When Lindsey failed to serve appellees with an expert report as required by

section 74.351 of the civil practice and remedies code, appellees moved to dismiss

her claims. Following a hearing, the trial court granted appellees’ motion and

dismissed all Lindsey’s claims with prejudice. This Court affirmed the dismissal.

See Lindsay v. Adler, No. 05-12-00010-CV, 2013 WL 1456633 (Tex. App.—Dallas

Apr. 9, 2013, no pet.) (mem. op.).

Nearly six years later, on May 24, 2019, Lindsey filed this suit against

appellees alleging claims based on the same procedure made the basis of the 2011

suit. The only substantive difference between the allegations in the current suit and

–2– the allegations in the previous suit is that, in this suit, Lindsey has alleged she

discovered a second “device” implanted as a result of the injection by White. On

September 18, 2019, Lindsey served an expert report in support of her claims.

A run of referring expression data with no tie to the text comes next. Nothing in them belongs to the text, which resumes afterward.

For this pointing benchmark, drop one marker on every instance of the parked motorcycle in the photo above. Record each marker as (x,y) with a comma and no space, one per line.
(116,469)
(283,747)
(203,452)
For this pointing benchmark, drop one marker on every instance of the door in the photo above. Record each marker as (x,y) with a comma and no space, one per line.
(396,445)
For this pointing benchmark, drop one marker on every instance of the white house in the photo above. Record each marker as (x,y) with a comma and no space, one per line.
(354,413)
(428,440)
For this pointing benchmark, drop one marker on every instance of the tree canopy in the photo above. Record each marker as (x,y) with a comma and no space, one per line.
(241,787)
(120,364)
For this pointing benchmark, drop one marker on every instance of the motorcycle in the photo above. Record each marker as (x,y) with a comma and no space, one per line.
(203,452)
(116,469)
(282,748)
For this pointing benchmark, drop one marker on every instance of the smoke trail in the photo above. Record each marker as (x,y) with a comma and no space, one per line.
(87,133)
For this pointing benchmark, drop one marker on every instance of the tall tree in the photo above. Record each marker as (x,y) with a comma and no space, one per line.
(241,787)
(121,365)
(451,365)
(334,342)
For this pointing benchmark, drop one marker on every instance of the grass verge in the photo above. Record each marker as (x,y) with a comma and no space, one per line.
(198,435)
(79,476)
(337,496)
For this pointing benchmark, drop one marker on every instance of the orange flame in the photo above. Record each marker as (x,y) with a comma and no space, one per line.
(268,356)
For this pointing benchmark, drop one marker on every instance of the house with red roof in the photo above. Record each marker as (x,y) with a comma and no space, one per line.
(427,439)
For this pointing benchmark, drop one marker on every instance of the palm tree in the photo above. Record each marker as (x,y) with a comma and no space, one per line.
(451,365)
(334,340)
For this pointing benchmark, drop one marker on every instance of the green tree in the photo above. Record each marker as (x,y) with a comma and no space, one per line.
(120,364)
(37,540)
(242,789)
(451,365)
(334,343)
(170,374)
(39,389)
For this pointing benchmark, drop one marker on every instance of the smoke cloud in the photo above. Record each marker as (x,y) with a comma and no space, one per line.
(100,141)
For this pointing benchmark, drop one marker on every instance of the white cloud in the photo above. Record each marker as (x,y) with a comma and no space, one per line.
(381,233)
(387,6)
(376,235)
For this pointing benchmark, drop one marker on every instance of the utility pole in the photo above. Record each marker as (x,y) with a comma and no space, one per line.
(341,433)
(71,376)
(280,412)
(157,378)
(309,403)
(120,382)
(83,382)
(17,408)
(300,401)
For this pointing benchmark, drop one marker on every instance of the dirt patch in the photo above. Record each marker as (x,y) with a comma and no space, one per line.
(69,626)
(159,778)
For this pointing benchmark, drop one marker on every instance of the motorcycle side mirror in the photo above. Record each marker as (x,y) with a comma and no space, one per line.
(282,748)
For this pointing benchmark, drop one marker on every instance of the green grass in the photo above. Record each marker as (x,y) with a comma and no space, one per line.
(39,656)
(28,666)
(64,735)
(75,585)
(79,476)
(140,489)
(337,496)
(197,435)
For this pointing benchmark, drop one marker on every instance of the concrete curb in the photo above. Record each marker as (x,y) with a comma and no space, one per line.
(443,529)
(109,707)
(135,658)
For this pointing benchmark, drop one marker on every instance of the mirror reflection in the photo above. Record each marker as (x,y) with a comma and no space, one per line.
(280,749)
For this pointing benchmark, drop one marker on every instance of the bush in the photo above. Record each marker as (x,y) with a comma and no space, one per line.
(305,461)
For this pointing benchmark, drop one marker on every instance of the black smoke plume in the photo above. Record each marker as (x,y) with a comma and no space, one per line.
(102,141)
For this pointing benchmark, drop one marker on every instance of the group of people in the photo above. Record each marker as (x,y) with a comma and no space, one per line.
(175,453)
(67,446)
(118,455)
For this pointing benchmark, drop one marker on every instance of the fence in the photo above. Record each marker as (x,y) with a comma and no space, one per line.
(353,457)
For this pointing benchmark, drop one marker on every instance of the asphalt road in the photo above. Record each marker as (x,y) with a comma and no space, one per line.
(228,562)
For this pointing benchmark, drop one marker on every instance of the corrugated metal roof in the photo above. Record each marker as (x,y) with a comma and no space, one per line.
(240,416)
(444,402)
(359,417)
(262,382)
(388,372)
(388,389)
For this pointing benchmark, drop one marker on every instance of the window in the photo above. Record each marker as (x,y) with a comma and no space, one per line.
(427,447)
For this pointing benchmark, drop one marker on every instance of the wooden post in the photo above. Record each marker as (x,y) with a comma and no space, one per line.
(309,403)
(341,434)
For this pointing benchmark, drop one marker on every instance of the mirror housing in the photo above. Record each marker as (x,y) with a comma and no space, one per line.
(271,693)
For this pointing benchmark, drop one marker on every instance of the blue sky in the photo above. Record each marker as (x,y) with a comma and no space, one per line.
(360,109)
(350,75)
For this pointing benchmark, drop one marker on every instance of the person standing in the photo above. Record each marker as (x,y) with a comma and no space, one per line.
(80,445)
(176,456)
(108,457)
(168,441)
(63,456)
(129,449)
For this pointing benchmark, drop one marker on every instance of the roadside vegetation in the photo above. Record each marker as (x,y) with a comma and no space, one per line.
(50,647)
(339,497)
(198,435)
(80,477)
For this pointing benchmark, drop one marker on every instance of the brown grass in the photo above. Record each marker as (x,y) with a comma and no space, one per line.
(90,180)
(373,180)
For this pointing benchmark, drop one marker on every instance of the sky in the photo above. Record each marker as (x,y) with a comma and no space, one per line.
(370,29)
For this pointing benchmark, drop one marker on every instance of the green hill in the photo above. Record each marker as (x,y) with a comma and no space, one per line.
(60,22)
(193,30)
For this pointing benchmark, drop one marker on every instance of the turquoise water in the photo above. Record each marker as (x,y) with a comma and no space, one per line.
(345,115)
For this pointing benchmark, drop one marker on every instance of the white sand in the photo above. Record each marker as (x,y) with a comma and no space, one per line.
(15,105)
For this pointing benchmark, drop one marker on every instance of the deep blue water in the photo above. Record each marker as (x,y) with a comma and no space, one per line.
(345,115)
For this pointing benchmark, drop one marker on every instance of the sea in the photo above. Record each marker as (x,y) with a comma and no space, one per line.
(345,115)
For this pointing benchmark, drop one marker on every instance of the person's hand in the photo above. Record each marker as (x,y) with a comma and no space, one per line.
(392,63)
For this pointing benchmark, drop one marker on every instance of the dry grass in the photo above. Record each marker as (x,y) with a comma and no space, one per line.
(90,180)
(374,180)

Appellees again moved to dismiss Lindsey’s suit under section 74.351 on the

ground that she did not timely file an expert report. Appellees argued that Lindsey

could not “restart the clock” for serving a report by filing a second suit based on the

same conduct made the subject of the first suit. In response to Lindsey’s argument

that the second suit was based on a newly discovered injury, appellees contended

that, under the “single action rule,” separate damages arising out of one breach of

duty does not create separate causes of action.

The trial court granted appellees’ motion and, once again, dismissed all of

Lindsey’s claims. In its findings of fact and conclusions of law, the court concluded,

Plaintiff’s re-filing of the claim asserted in Plaintiff’s 2011 Lawsuit in this matter alleging the exact same underlying complaint and simply alleging an additional injury of the same nature and type as alleged in Plaintiff’s 2011 Lawsuit does not allow or provide Plaintiff a new and second 120-day opportunity to serve Defendants an expert report showing her claim against Defendants alleging injuries proximately resulting from the injection given by Defendant Linda L. White has merit.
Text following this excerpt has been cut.